Supporters of a proposed constitutional amendment that would dedicate a portion of the state sales tax to natural resources and the arts hope a combination of money and "people power" will win approval for the plan in the November election.
About 100 supporters formally launched that dual-track campaign Tuesday at Hyland Park Reserve in Bloomington, vowing to raise and spend several million dollars on the "vote yes'' campaign that also will enlist hunters, anglers, conservationists, environmentalists and supporters of parks, trails and the arts.
"This November, the things we treasure here in Minnesota are on the ballot,'' said Ken Martin, director of the Vote Yes Minnesota campaign, a coalition of 200 environmental, conservation, outdoors and arts organizations. "This [amendment] will protect our waters, land and way of life. If we don't act now to protect these great natural and cultural resources, they will be lost forever.''
The theme of the campaign is "Protect the Minnesota you love.'' Advertising will begin later in the summer, Martin said, but the grass-roots effort already has begun.

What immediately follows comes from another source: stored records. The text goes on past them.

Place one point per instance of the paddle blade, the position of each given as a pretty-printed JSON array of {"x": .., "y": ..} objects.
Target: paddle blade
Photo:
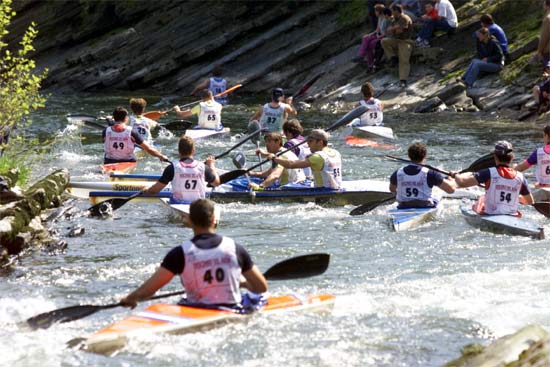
[
  {"x": 231, "y": 175},
  {"x": 155, "y": 115},
  {"x": 178, "y": 125},
  {"x": 299, "y": 267},
  {"x": 543, "y": 207},
  {"x": 47, "y": 319},
  {"x": 487, "y": 161},
  {"x": 367, "y": 207},
  {"x": 348, "y": 117},
  {"x": 239, "y": 160}
]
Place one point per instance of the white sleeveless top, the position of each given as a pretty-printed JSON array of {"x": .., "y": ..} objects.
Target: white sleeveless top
[
  {"x": 119, "y": 145},
  {"x": 217, "y": 86},
  {"x": 272, "y": 118},
  {"x": 303, "y": 153},
  {"x": 188, "y": 184},
  {"x": 542, "y": 171},
  {"x": 415, "y": 187},
  {"x": 212, "y": 276},
  {"x": 331, "y": 175},
  {"x": 502, "y": 197},
  {"x": 210, "y": 116},
  {"x": 374, "y": 116}
]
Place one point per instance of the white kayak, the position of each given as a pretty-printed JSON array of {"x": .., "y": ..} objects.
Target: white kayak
[
  {"x": 408, "y": 218},
  {"x": 516, "y": 226},
  {"x": 181, "y": 211},
  {"x": 198, "y": 134},
  {"x": 373, "y": 132},
  {"x": 82, "y": 189}
]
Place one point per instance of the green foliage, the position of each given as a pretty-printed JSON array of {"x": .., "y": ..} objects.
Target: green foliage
[
  {"x": 352, "y": 12},
  {"x": 19, "y": 91}
]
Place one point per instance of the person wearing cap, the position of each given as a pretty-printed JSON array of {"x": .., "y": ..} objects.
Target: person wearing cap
[
  {"x": 374, "y": 116},
  {"x": 505, "y": 187},
  {"x": 216, "y": 84},
  {"x": 325, "y": 162},
  {"x": 276, "y": 174},
  {"x": 540, "y": 158},
  {"x": 413, "y": 184},
  {"x": 272, "y": 115},
  {"x": 208, "y": 110}
]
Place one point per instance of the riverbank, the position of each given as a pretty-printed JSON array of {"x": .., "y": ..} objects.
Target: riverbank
[{"x": 130, "y": 46}]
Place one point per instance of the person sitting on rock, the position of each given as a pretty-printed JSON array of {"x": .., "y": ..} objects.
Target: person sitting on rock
[
  {"x": 399, "y": 43},
  {"x": 446, "y": 21},
  {"x": 496, "y": 31},
  {"x": 541, "y": 92},
  {"x": 490, "y": 58}
]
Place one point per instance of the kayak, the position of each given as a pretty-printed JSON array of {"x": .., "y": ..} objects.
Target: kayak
[
  {"x": 408, "y": 218},
  {"x": 171, "y": 318},
  {"x": 122, "y": 167},
  {"x": 354, "y": 192},
  {"x": 373, "y": 132},
  {"x": 181, "y": 211},
  {"x": 82, "y": 189},
  {"x": 354, "y": 141},
  {"x": 198, "y": 133},
  {"x": 508, "y": 224}
]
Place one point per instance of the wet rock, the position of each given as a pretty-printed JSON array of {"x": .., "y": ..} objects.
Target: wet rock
[
  {"x": 430, "y": 105},
  {"x": 76, "y": 232},
  {"x": 502, "y": 351}
]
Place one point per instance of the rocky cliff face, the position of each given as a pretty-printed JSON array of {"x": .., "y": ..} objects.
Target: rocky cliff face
[{"x": 170, "y": 45}]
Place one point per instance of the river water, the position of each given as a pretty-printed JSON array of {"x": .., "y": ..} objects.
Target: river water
[{"x": 403, "y": 299}]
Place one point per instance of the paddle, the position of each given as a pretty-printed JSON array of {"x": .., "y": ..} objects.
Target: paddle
[
  {"x": 112, "y": 204},
  {"x": 216, "y": 96},
  {"x": 302, "y": 266},
  {"x": 244, "y": 140},
  {"x": 483, "y": 162},
  {"x": 356, "y": 112}
]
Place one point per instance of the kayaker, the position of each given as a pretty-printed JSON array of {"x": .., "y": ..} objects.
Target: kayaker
[
  {"x": 325, "y": 162},
  {"x": 141, "y": 124},
  {"x": 119, "y": 141},
  {"x": 540, "y": 158},
  {"x": 292, "y": 130},
  {"x": 413, "y": 184},
  {"x": 272, "y": 115},
  {"x": 217, "y": 84},
  {"x": 276, "y": 174},
  {"x": 211, "y": 267},
  {"x": 374, "y": 116},
  {"x": 208, "y": 110},
  {"x": 505, "y": 187},
  {"x": 189, "y": 176}
]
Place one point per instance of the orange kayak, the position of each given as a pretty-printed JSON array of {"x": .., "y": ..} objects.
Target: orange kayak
[
  {"x": 121, "y": 167},
  {"x": 170, "y": 318}
]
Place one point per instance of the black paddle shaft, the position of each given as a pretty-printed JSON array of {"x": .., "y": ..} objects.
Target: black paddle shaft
[{"x": 356, "y": 112}]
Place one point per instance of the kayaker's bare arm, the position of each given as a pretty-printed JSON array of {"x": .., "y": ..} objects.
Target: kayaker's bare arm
[
  {"x": 152, "y": 151},
  {"x": 158, "y": 280},
  {"x": 302, "y": 163},
  {"x": 255, "y": 281}
]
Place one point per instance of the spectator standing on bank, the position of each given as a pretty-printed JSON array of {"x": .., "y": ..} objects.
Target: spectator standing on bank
[
  {"x": 543, "y": 51},
  {"x": 370, "y": 41},
  {"x": 490, "y": 58},
  {"x": 446, "y": 21},
  {"x": 496, "y": 31},
  {"x": 410, "y": 7},
  {"x": 398, "y": 47}
]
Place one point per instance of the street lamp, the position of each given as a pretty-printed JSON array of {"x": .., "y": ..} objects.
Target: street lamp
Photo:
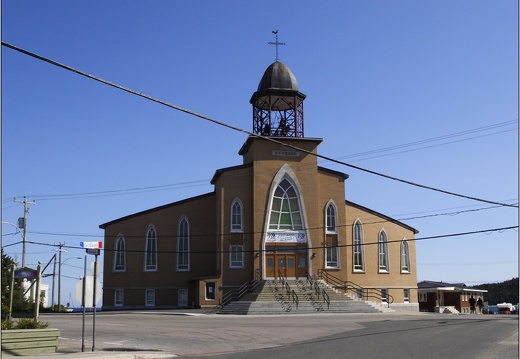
[{"x": 59, "y": 280}]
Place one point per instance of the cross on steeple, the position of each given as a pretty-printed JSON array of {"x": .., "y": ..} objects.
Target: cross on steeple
[{"x": 276, "y": 43}]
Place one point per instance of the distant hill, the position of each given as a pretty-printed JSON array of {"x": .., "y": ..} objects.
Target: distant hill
[{"x": 501, "y": 292}]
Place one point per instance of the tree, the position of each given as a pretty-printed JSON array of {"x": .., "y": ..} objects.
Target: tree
[
  {"x": 7, "y": 268},
  {"x": 506, "y": 291}
]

Joining Martin on Tuesday was an eclectic group of supporters and speakers, including former Republican Gov. Arne Carlson and former DFL Gov. Wendell Anderson, polar explorer Ann Bancroft and former Vikings coach Bud Grant. Carlson said funding levels for natural resources and the arts have been "wholly inadequate.''
"This state is on a directional course that is no longer acceptable,'' he said. "We have to convince people that voting for this amendment is not only the right thing to do, but it's also the legacy that we want to leave to our children and grandchildren.''
Supporters said they are optimistic Minnesota voters will approve the amendment on the Nov. 4 ballot, even though passage would raise the state sales tax by 3/8 of 1 percent. That would cost the average household about $56 a year, the group estimates.

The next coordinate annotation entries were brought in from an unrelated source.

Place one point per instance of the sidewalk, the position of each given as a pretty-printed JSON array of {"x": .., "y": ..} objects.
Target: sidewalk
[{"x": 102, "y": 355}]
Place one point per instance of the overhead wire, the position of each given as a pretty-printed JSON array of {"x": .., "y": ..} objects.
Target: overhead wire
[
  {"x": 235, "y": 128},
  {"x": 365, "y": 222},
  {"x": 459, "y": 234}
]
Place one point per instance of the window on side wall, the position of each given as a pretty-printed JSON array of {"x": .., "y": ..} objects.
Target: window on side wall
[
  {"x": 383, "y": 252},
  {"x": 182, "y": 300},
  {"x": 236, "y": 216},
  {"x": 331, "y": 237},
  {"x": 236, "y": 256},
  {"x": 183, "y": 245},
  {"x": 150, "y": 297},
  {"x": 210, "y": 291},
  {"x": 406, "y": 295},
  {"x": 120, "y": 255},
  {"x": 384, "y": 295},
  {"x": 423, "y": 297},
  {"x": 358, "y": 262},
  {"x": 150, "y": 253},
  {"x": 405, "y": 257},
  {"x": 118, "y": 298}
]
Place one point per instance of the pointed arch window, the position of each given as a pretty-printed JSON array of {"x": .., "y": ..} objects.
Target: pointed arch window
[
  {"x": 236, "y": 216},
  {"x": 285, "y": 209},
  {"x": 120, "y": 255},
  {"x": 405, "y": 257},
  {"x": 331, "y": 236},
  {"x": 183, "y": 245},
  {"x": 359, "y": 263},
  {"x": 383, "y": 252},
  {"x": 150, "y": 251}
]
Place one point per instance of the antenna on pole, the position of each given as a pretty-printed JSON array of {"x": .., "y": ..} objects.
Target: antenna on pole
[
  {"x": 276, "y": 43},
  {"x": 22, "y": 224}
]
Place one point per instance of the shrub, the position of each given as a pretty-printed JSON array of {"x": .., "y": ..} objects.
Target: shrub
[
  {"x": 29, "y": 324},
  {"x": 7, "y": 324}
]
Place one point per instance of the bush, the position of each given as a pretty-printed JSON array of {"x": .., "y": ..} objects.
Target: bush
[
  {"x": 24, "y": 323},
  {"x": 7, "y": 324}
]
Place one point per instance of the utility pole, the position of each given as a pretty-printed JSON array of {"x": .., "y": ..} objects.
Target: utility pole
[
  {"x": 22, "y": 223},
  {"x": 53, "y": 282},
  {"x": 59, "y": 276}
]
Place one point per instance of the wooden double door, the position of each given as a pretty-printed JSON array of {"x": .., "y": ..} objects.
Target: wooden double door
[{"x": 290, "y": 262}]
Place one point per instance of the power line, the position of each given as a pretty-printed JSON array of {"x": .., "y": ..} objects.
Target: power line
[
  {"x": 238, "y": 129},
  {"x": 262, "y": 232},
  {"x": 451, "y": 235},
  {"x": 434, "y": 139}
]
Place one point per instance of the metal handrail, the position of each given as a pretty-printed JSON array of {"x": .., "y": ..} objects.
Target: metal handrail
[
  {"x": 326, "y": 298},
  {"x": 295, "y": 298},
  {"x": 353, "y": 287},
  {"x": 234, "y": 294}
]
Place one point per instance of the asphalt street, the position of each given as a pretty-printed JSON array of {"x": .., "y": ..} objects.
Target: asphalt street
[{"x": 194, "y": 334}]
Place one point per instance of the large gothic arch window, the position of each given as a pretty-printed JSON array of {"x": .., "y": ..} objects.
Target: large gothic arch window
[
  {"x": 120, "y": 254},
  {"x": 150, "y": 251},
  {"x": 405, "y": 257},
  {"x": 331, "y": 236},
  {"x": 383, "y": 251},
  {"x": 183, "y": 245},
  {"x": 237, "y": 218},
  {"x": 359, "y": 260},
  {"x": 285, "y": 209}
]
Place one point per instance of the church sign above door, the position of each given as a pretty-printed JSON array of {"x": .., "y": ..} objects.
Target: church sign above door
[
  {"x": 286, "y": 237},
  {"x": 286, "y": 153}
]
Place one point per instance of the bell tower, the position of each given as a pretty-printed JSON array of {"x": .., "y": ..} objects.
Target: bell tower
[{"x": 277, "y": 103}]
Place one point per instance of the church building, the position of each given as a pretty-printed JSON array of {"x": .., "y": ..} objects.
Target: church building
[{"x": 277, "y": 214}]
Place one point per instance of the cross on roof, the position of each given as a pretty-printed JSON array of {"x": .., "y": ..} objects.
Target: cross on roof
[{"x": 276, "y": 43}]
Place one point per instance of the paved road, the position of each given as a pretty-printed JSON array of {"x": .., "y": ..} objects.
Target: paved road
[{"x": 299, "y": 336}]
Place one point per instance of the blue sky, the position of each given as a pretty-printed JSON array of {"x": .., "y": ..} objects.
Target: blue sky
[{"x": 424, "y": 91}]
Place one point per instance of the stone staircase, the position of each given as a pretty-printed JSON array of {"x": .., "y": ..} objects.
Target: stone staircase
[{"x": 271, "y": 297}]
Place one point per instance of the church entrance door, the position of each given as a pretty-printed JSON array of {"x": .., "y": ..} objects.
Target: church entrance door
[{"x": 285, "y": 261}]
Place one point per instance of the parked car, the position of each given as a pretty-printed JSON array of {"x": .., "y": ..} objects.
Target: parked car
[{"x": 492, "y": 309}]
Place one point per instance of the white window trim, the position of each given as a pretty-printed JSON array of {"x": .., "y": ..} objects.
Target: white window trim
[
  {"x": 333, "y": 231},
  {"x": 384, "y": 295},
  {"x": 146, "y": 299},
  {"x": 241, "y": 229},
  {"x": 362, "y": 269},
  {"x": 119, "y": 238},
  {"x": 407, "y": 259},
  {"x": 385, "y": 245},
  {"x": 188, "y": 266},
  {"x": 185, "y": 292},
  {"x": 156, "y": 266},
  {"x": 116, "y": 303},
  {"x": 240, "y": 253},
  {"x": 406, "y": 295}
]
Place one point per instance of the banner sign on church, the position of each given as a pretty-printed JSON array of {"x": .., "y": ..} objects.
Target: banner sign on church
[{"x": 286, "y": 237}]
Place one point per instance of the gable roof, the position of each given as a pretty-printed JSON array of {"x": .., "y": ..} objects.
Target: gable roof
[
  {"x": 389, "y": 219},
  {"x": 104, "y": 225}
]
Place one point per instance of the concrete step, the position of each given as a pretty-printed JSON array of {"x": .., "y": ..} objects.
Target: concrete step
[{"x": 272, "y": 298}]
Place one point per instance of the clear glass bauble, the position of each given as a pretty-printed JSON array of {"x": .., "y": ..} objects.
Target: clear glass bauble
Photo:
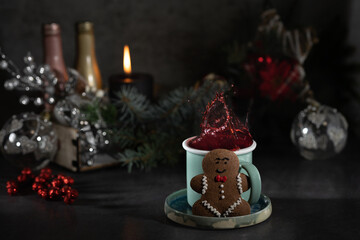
[
  {"x": 28, "y": 141},
  {"x": 319, "y": 132}
]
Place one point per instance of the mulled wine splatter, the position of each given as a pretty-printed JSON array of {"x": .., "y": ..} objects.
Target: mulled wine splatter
[{"x": 220, "y": 128}]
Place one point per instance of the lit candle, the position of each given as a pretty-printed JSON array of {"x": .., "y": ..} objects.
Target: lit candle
[{"x": 142, "y": 81}]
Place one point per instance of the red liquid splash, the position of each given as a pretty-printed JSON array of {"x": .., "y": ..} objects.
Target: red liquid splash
[{"x": 220, "y": 128}]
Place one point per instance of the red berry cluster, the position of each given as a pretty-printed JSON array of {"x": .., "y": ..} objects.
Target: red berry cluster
[{"x": 46, "y": 185}]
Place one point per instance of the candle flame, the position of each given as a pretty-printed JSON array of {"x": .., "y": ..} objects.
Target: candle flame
[{"x": 127, "y": 61}]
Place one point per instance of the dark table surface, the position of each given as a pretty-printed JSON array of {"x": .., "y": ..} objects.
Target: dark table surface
[{"x": 311, "y": 200}]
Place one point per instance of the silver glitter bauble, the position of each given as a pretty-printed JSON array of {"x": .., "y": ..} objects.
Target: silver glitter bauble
[
  {"x": 24, "y": 100},
  {"x": 28, "y": 141},
  {"x": 67, "y": 112},
  {"x": 319, "y": 132}
]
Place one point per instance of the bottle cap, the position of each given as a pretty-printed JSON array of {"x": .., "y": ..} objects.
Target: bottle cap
[
  {"x": 51, "y": 29},
  {"x": 85, "y": 27}
]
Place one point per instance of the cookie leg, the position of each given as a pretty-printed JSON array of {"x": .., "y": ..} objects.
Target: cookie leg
[
  {"x": 199, "y": 209},
  {"x": 242, "y": 209}
]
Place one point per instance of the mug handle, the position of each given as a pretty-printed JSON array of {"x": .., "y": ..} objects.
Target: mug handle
[{"x": 255, "y": 181}]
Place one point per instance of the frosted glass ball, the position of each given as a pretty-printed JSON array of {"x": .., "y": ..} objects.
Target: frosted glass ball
[
  {"x": 319, "y": 132},
  {"x": 28, "y": 141}
]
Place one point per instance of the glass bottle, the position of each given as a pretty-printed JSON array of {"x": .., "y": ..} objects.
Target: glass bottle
[
  {"x": 53, "y": 54},
  {"x": 86, "y": 63}
]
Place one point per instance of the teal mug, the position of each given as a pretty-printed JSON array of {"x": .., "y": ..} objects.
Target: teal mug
[{"x": 194, "y": 159}]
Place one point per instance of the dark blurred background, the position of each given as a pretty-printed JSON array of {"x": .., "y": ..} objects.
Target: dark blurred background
[{"x": 179, "y": 42}]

The amendment would raise about $270 million annually for 25 years. About $90 million would be used to develop and improve fish and wildlife habitat, and a citizens-legislative council would oversee spending; another $90 million would go to help clean up Minnesota's lakes and rivers. And $90 million would go to parks and trails, the arts and cultural heritage.

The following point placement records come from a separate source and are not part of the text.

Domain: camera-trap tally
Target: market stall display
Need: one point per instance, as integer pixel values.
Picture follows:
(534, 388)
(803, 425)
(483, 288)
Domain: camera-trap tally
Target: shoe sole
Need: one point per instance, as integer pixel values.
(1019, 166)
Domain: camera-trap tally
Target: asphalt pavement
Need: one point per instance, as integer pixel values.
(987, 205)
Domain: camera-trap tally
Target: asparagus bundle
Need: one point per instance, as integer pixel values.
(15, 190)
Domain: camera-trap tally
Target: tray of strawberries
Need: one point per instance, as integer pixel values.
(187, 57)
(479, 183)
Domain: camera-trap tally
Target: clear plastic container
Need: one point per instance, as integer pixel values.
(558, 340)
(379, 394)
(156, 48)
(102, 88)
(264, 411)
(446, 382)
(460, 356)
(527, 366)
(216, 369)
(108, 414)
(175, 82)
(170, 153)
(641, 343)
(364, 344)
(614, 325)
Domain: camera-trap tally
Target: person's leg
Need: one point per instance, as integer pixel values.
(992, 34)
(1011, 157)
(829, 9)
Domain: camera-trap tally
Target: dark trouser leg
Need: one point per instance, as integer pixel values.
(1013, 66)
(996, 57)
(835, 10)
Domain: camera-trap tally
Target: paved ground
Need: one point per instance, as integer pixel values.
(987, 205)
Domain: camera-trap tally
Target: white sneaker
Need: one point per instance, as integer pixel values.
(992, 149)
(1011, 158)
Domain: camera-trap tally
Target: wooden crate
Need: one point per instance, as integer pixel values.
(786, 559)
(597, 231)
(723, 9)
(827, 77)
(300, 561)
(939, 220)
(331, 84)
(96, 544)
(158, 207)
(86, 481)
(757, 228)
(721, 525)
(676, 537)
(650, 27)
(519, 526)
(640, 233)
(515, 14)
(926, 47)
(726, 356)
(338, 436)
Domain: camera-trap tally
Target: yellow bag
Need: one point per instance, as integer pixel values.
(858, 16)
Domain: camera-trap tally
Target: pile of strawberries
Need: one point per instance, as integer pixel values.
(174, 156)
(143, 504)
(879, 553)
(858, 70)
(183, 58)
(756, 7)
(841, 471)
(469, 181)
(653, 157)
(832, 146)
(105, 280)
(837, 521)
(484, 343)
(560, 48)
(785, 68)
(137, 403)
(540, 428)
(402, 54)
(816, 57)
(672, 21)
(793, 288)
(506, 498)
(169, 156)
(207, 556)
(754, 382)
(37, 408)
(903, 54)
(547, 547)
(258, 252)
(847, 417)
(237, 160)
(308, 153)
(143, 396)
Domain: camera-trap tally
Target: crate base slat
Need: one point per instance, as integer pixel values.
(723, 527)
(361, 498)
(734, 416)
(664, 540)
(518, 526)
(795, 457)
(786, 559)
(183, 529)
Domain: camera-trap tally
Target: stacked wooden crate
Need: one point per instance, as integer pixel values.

"I think it will pass,'' said Joe Duggan of Pheasants Forever, one of many conservation groups that have supported the idea. "Minnesotans' interest in the outdoors is a strong one and this is critically important to our future.''
Said Ryan Heiniger, Ducks Unlimited director of conservation programs in Minnesota and Iowa: "I'm convinced we'll never have another opportunity like this in our lifetime.''
Martin, a veteran of several congressional and statewide campaigns, said he expects some opposition to the amendment. And Phil Krinkie, president of the Taxpayers League of Minnesota, told the Associated Press Tuesday that his group will mount a campaign to defeat the amendment.
And high voter turnout at the polls for a presidential election could work against the amendment.
"If they vote for president and leave without voting on the amendment, it counts as a 'no' vote,'' he said.
The two former governors said they believe Minnesotans will approve the amendment.